Estava ou não estava, o certo é que o processo foi até a Procuradoria e saiu dali com o seguinte despacho: suspenda-se o indisciplinado.
Era de ver-se a cara de meu amigo em face dessa decisão. Estava pálido e abatido, comentando a sua perplexidade. Mas não desistiu:
– Vou recorrer.
Deve ter recorrido. Ainda o vi várias vezes contando aos colegas o andamento do processo, meses depois. Parece que já nem se lembra do auxílio-natalidade – a origem de tudo – e brigará até o fim da vida, alheio a um aforismo que, por ser brasileiro, inventei: “Quem acredita na lei, esta lhe cai em cima.”

(O melhor da crônica brasileira, 2013.)

1. Em relação à Justiça, a posição do narrador é de
a) indiferença.
b) ingenuidade.
c) confiança.
d) perplexidade.
e) incredulidade.

2. Verifica-se o emprego de expressão que destoa da variedade linguística predominante no texto em:
a) “Deve ter recorrido. Ainda o vi várias vezes contando aos colegas o andamento do processo, meses depois.” 
b) “– Vou aos jornais – disse-me o crédulo. – Eles têm de receber o requerimento, como manda a lei.”
c) “Estava montado o angu. O rapaz foi até o chefe, que se negou a receber o requerimento.” 
d) “Prepara o requerimento, junta uma cópia da certidão de nascimento da criança e dá entrada no processo.”
e) “– Não podemos receber o requerimento sem o atestado do médico que assistiu a parturiente.”

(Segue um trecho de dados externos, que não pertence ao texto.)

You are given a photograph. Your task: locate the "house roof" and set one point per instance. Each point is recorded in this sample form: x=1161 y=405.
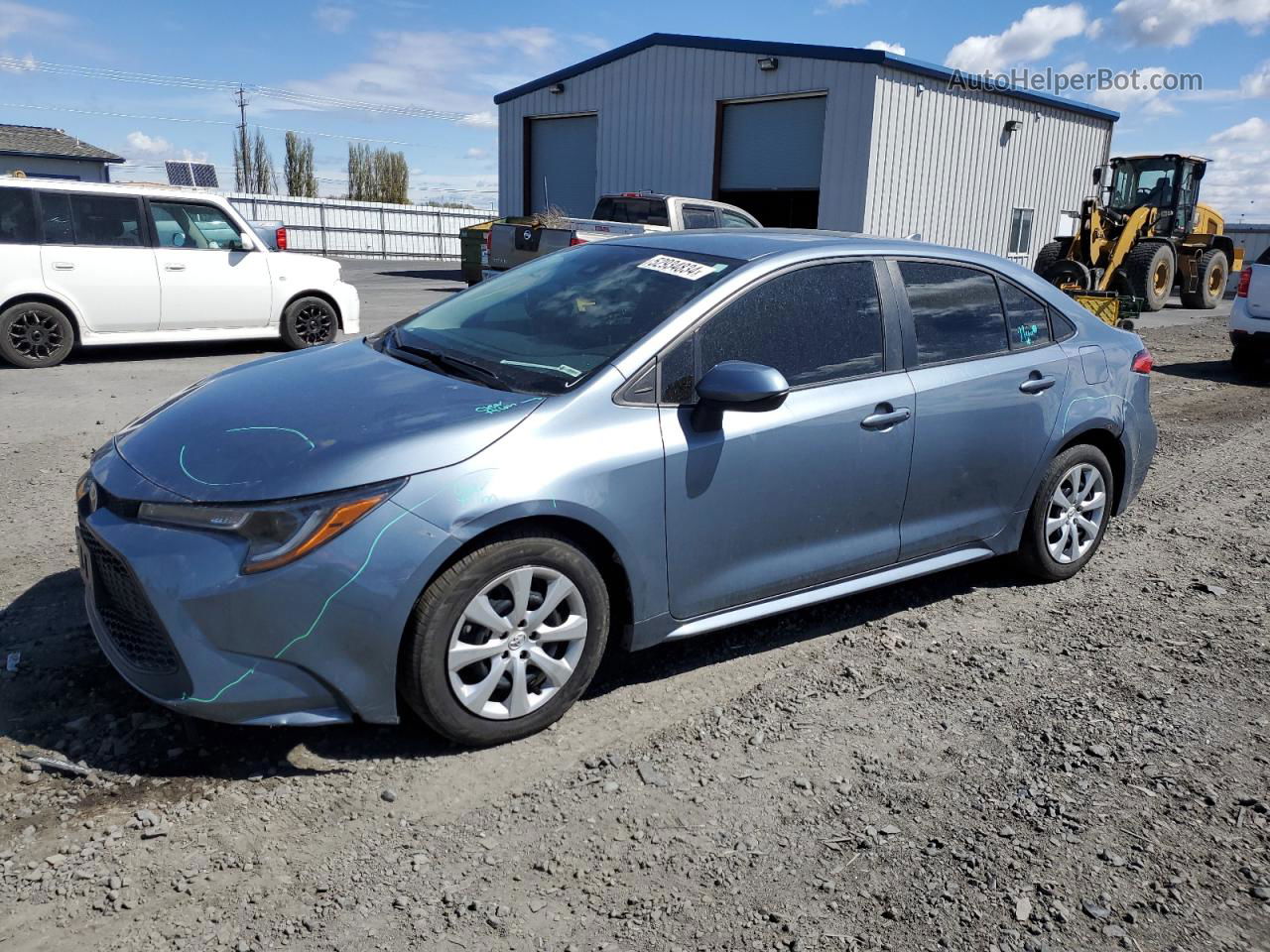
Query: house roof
x=811 y=51
x=49 y=143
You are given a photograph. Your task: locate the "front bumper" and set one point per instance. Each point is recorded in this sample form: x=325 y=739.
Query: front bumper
x=349 y=307
x=312 y=643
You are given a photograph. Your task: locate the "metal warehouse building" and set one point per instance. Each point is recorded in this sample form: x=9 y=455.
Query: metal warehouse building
x=803 y=136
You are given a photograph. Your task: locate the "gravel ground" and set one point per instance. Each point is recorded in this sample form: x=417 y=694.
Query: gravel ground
x=965 y=762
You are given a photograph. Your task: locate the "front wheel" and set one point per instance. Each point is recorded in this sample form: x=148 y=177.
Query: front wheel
x=1069 y=516
x=309 y=321
x=506 y=640
x=35 y=335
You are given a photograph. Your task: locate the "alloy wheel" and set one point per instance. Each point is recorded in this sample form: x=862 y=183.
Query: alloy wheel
x=1076 y=512
x=36 y=335
x=517 y=643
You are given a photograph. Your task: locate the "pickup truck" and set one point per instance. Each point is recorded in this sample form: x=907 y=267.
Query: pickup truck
x=615 y=216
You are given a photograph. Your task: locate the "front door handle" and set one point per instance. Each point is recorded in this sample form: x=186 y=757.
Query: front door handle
x=885 y=417
x=1037 y=384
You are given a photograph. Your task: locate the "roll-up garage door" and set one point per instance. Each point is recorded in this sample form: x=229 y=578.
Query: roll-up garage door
x=563 y=166
x=770 y=159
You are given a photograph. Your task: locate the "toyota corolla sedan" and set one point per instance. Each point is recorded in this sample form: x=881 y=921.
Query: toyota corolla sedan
x=615 y=445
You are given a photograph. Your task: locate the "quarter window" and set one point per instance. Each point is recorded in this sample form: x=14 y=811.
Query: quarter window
x=698 y=217
x=1020 y=231
x=816 y=324
x=956 y=311
x=1025 y=317
x=17 y=216
x=194 y=226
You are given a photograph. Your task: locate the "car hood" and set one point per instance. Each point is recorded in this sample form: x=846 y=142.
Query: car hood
x=314 y=421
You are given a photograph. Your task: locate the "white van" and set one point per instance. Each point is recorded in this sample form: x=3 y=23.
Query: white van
x=87 y=264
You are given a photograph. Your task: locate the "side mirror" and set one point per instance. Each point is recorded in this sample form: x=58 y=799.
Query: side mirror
x=740 y=385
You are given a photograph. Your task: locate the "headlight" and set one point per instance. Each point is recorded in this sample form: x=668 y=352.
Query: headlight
x=281 y=532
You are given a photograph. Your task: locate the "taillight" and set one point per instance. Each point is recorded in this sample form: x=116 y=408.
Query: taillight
x=1245 y=280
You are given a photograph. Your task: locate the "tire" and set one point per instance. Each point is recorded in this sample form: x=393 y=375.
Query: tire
x=309 y=321
x=1151 y=268
x=443 y=624
x=1048 y=518
x=1213 y=272
x=35 y=334
x=1048 y=254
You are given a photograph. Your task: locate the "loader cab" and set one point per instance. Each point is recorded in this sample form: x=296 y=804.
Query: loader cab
x=1167 y=182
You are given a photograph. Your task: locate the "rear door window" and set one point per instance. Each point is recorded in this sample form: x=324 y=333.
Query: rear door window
x=1026 y=317
x=956 y=311
x=17 y=216
x=698 y=217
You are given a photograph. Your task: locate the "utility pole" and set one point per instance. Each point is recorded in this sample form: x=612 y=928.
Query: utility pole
x=245 y=157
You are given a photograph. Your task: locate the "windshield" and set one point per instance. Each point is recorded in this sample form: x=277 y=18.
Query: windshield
x=1143 y=181
x=545 y=325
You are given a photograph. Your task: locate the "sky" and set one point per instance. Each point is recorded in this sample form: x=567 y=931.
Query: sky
x=421 y=76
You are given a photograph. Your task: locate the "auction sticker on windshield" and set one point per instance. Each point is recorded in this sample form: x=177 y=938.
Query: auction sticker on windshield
x=680 y=267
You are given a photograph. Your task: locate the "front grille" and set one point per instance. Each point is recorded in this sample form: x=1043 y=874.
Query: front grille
x=130 y=622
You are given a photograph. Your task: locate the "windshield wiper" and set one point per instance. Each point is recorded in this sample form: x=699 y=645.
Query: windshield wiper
x=453 y=366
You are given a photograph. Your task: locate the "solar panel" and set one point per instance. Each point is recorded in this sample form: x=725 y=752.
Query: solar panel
x=204 y=175
x=180 y=175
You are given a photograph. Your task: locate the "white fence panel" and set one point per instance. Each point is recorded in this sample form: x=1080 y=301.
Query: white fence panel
x=347 y=229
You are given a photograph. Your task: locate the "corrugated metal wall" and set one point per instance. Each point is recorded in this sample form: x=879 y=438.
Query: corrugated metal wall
x=942 y=166
x=657 y=122
x=347 y=229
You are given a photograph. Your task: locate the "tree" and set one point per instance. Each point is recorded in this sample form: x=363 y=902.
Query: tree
x=377 y=176
x=299 y=167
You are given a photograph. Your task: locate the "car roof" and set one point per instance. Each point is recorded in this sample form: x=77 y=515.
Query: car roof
x=109 y=188
x=752 y=244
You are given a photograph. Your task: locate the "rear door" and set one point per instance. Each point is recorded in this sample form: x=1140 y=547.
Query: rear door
x=760 y=504
x=95 y=253
x=207 y=277
x=988 y=381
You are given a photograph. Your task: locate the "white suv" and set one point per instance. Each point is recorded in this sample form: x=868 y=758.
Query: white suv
x=114 y=264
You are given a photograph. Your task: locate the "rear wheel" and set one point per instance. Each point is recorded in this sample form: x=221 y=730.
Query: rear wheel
x=1150 y=270
x=1213 y=271
x=506 y=640
x=35 y=334
x=309 y=321
x=1069 y=516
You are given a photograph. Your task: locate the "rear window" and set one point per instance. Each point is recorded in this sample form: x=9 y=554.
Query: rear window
x=633 y=211
x=17 y=216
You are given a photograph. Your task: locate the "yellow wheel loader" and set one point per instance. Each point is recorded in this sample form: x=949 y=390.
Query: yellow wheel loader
x=1143 y=232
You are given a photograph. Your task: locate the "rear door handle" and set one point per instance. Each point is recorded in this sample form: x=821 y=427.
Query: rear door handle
x=885 y=419
x=1035 y=385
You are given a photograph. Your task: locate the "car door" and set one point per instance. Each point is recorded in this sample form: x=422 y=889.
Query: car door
x=988 y=381
x=758 y=504
x=95 y=254
x=208 y=278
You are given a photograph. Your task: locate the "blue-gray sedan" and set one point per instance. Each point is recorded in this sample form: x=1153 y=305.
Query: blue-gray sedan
x=612 y=445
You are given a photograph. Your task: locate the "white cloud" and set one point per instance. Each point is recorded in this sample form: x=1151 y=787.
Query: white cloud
x=1032 y=37
x=141 y=144
x=452 y=71
x=19 y=18
x=334 y=19
x=1176 y=22
x=885 y=48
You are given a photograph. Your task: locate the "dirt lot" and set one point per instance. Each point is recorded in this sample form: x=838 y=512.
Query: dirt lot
x=966 y=762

3. Ao se transpor para o discurso indireto o trecho “– A lei não exige isso – replicou ele”, o verbo sublinhado assume a forma:
a) exigia.
b) exigiu.
c) exigira.
d) exigiria.
e) exigisse.


Resolução questão 1
O aforismo criado pelo narrador no desfecho confirma o posicionamento dele quanto à injustiça de que foi vítima o personagem que “acreditava na lei”. Resposta E. 

Resolução questão 2
A variedade linguística predominante no texto é a padrão, formal. Porém na frase “Estava montado o angu”, o cronista usa a variedade coloquial, informal, em que “montado o angu” significa “iniciada a confusão”. Resposta C.

Resolução questão 3
Transpondo-se para o discurso indireto o diálogo, tem-se: Ele replicou que a lei não exigia aquilo. O verbo no presente, no discurso direto, passa para o pretérito imperfeito, no discurso indireto. Resposta A.